Stuffed Tomato with French-Roasted Chicken Salad

Prep Time: 45 Minutes
Yields: 12 Servings

Comment: Use a roasted chicken from the local supermarket for this recipe, or bake your own flavored with a multitude of fresh herbs. For an elegant presentation, stuff the chicken salad into hollowed out tomatoes.

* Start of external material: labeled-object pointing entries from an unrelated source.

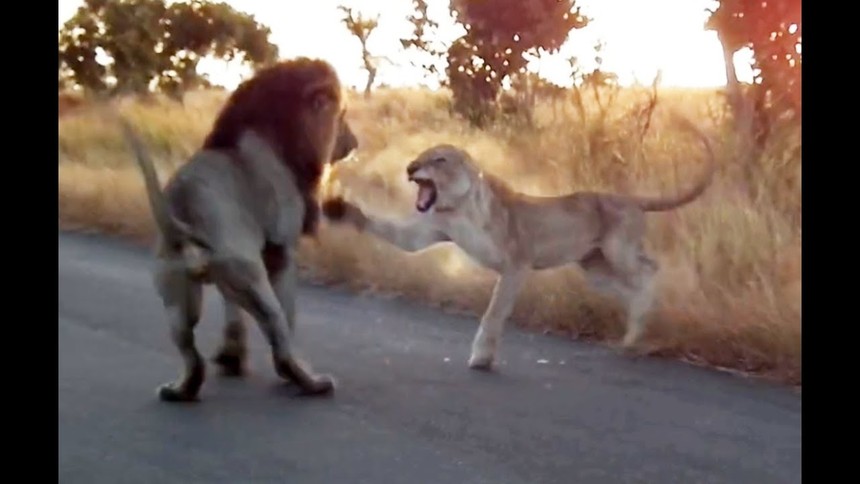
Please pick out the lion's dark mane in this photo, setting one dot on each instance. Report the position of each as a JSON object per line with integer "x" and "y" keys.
{"x": 270, "y": 103}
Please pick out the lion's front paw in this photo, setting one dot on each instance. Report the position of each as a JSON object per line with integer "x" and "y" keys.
{"x": 483, "y": 353}
{"x": 319, "y": 385}
{"x": 173, "y": 392}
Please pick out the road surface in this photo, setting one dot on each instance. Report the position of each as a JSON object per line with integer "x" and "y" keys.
{"x": 406, "y": 410}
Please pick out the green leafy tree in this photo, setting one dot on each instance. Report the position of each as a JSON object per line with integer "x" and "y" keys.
{"x": 139, "y": 46}
{"x": 424, "y": 43}
{"x": 498, "y": 34}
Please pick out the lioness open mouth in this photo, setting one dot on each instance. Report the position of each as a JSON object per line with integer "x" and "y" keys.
{"x": 426, "y": 194}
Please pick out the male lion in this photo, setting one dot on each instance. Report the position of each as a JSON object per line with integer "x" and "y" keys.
{"x": 513, "y": 233}
{"x": 232, "y": 215}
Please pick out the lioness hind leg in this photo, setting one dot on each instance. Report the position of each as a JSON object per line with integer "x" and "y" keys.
{"x": 183, "y": 300}
{"x": 639, "y": 300}
{"x": 251, "y": 290}
{"x": 232, "y": 354}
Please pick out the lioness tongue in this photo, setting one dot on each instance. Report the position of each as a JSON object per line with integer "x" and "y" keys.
{"x": 425, "y": 196}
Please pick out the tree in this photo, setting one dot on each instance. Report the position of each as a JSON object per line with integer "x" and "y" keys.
{"x": 361, "y": 27}
{"x": 143, "y": 45}
{"x": 425, "y": 41}
{"x": 772, "y": 30}
{"x": 498, "y": 34}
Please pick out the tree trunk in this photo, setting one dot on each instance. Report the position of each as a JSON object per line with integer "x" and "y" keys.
{"x": 743, "y": 113}
{"x": 371, "y": 76}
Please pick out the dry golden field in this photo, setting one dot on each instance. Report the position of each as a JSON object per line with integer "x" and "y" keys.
{"x": 730, "y": 286}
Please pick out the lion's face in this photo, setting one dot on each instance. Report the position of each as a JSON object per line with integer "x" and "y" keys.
{"x": 444, "y": 175}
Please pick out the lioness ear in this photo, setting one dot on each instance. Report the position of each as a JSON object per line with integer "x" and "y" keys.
{"x": 323, "y": 95}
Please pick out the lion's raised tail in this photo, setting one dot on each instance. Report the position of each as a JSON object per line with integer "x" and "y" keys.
{"x": 175, "y": 232}
{"x": 658, "y": 204}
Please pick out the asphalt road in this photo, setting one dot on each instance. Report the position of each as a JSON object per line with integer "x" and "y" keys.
{"x": 406, "y": 410}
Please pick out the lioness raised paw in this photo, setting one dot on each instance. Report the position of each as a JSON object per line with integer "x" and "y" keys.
{"x": 481, "y": 362}
{"x": 339, "y": 210}
{"x": 172, "y": 392}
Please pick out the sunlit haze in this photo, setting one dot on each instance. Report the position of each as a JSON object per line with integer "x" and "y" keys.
{"x": 640, "y": 39}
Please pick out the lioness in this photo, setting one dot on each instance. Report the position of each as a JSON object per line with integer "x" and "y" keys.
{"x": 233, "y": 214}
{"x": 513, "y": 233}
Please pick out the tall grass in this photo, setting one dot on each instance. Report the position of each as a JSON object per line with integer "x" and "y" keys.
{"x": 730, "y": 281}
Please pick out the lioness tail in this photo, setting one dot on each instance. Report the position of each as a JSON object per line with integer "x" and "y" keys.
{"x": 175, "y": 232}
{"x": 657, "y": 204}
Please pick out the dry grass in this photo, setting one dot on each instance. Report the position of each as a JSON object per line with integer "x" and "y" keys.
{"x": 730, "y": 282}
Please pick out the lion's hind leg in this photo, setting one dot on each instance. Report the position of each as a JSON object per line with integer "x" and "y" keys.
{"x": 183, "y": 301}
{"x": 634, "y": 281}
{"x": 232, "y": 354}
{"x": 247, "y": 285}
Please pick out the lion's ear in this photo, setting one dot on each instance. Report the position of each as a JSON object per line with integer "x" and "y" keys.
{"x": 322, "y": 96}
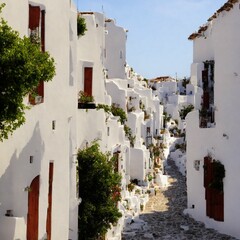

  • 6 cups cold roasted chicken
  • 6 boiled eggs, separated
  • 1 cup mayonnaise
  • 1 tbsp Creole mustard
  • ¼ cup minced onions
  • ¼ cup minced celery
  • 1 tsp chopped garlic
  • 2 tbsps minced red bell peppers
  • 2 tbsps minced green bell peppers
  • 2 tbsps minced yellow bell peppers
  • 2 tbsps minced orange bell peppers
  • 2 tbsps chopped parsley
  • ½ cup sliced green onions
  • ½ cup sweet pickle relish
  • salt and black pepper to taste
  • Louisiana hot sauce to taste

Bone and cube chicken. If desired, remove skin and set chicken aside until later. In a large mixing bowl, use a fork to mash egg yolks well. Add mayonnaise and Creole mustard, blending well into yolks. Dice egg whites and add to mixture. Combine all remaining ingredients except chicken. Mix until all seasonings are thoroughly combined with mayonnaise sauce. Add cold roasted chicken cubes and gently toss. Season with salt, pepper and hot sauce. This salad can be served in a hollowed out tomato or on bread as a chicken salad sandwich.